La prospettiva emersa dall’incontro non è però quella della paura. È una prospettiva fondata sulla possibilità di cambiare attraverso la partecipazione, la solidarietà e la costruzione di legami.
In questo senso, il titolo dell’assemblea, “A new Day for the Youth”, assume un significato che va oltre la manifestazione. Un nuovo giorno non arriva semplicemente perché cambia il calendario: nasce quando una generazione decide di non considerare inevitabili la guerra, l’ingiustizia e l’esclusione.
Per una realtà ecclesiale come Sant’Egidio, questa attenzione ai giovani rappresenta anche una forma concreta di educazione alla pace. Non una pace ridotta all’assenza di conflitto, ma una cultura fondata sull’incontro, sulla fraternità e sulla capacità di riconoscere nell’altro una persona da accogliere e non un concorrente da superare.
Domenica il “Mob for Peace” sul Danubio
Il percorso dell’incontro internazionale si è concluso con un ulteriore gesto pubblico. Nel pomeriggio di domenica 30 agosto, i Giovani per la Pace hanno promosso un “Mob for Peace” sull’Isola Margherita, nel Danubio, per rinnovare il loro impegno contro ogni forma di violenza e razzismo.
Un gesto simbolico, ma anche una presa di posizione: davanti alle guerre che continuano a colpire l’Ucraina e il Medio Oriente, alle discriminazioni e alle disuguaglianze, i giovani scelgono di non rimanere spettatori.

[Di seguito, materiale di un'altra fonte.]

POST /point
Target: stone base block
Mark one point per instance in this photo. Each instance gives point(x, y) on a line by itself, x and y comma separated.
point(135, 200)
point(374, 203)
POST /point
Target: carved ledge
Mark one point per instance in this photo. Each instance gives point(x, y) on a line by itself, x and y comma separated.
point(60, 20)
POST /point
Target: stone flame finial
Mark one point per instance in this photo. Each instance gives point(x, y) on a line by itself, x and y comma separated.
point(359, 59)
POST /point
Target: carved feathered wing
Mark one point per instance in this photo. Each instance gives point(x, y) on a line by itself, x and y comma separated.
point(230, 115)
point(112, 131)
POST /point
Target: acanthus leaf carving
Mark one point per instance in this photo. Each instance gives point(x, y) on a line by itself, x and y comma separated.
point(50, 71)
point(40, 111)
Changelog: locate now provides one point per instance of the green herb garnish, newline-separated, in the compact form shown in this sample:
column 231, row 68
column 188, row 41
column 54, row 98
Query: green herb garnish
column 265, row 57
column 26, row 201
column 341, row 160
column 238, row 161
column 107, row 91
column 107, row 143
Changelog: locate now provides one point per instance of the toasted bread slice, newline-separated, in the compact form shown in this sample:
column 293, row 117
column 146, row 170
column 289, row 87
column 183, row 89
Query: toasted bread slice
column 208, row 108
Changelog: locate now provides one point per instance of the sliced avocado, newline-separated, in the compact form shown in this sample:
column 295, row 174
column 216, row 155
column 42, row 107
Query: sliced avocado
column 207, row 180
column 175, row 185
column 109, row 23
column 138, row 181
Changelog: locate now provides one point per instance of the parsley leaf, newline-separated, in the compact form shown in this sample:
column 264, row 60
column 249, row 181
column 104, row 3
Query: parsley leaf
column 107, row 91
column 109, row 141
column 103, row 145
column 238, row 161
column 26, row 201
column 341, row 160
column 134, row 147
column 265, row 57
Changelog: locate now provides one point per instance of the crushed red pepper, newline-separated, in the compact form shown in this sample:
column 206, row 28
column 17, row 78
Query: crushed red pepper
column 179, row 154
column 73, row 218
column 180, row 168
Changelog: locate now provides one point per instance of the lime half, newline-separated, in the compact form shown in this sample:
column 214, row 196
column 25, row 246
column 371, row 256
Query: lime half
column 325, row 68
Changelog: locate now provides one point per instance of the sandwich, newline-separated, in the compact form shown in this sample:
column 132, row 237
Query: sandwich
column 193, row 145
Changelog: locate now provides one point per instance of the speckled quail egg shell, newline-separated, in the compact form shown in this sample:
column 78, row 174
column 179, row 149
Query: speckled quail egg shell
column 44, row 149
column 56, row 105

Da Budapest arriva così un messaggio rivolto all’Europa e al mondo: la pace non può essere soltanto attesa. Va costruita ogni giorno, a partire dalle relazioni più vicine e dalla scelta di stare dalla parte di chi rischia di essere lasciato indietro.
È forse questa la sfida più grande consegnata ai giovani riuniti sul Danubio: non rassegnarsi a un mondo che sembra già scritto, ma avere il coraggio di immaginarne e costruirne uno nuovo.